Phase-by-phase project workflow:
ralphy --codex --yaml prd/01-plan.yaml --parallel --max-parallel 3 -v
ralphy --codex --yaml prd/02-setup.yaml --parallel --max-parallel 3 -v
ralphy --codex --yaml prd/03-core-service.yaml --parallel --max-parallel 3 -v
ralphy --codex --yaml prd/04-mcp-ship.yaml --parallel --max-parallel 3 -v
Relevant docs:
docs/plan/runbook.mddocs/plan/mcp-tools.mddocs/examples/codex-ralphy-review.yamldocs/examples/judge-proof.mddocs/examples/mcp-stdio-transcript.md
Cursor Compatibility Note
This repository does not depend on Cursor-specific orchestration.

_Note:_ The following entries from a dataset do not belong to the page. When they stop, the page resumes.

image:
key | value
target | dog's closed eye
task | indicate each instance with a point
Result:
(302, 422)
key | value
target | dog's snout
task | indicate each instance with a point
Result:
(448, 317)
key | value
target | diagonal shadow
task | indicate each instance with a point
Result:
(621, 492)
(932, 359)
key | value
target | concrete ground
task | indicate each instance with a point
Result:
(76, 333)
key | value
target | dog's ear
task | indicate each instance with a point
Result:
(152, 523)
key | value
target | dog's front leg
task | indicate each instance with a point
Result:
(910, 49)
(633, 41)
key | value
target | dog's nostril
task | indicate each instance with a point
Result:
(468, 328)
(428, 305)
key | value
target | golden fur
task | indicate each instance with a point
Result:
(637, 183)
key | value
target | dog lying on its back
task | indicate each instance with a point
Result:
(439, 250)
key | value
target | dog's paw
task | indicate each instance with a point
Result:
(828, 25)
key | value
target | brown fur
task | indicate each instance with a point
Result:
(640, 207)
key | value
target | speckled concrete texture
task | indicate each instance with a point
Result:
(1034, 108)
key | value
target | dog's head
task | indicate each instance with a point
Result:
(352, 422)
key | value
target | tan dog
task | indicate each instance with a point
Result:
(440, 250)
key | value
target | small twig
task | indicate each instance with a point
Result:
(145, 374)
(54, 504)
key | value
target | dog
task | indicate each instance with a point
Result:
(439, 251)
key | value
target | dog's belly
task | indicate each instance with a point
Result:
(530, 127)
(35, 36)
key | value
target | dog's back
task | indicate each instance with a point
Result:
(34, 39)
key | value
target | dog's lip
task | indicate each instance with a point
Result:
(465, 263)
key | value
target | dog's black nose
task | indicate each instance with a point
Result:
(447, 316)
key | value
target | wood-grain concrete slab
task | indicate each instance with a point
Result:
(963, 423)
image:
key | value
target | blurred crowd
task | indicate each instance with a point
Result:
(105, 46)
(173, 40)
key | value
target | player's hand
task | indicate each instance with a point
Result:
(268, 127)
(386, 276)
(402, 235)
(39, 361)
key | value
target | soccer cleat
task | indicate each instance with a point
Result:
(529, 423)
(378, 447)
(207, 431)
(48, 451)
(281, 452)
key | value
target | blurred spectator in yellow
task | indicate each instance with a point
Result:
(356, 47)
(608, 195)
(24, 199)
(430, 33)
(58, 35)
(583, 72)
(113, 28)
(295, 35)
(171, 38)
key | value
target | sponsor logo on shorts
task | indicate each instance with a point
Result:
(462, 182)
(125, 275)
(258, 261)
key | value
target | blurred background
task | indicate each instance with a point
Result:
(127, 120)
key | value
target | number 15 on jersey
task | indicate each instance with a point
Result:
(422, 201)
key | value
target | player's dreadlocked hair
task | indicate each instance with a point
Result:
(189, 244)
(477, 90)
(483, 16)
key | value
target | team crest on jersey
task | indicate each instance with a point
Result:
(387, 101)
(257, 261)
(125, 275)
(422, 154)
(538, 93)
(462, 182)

The shipped multi-agent workflow is Ralphy plus Codex because that is the clearest way to show YAML-based simultaneous agent execution in the repo itself.
If you open the repo in Cursor, the practical reviewer path is still straightforward:
- run the Docker plus mocks flow from this README
- run the MCP stdio server from
python -m arrivia_recs.mcp.server - use the checked-in docs and tests as the proof surface
Cursor can act as an editor or MCP client for the same service, but the checked-in orchestration artifact for this submission is docs/examples/codex-ralphy-review.yaml, not a Cursor-only workflow.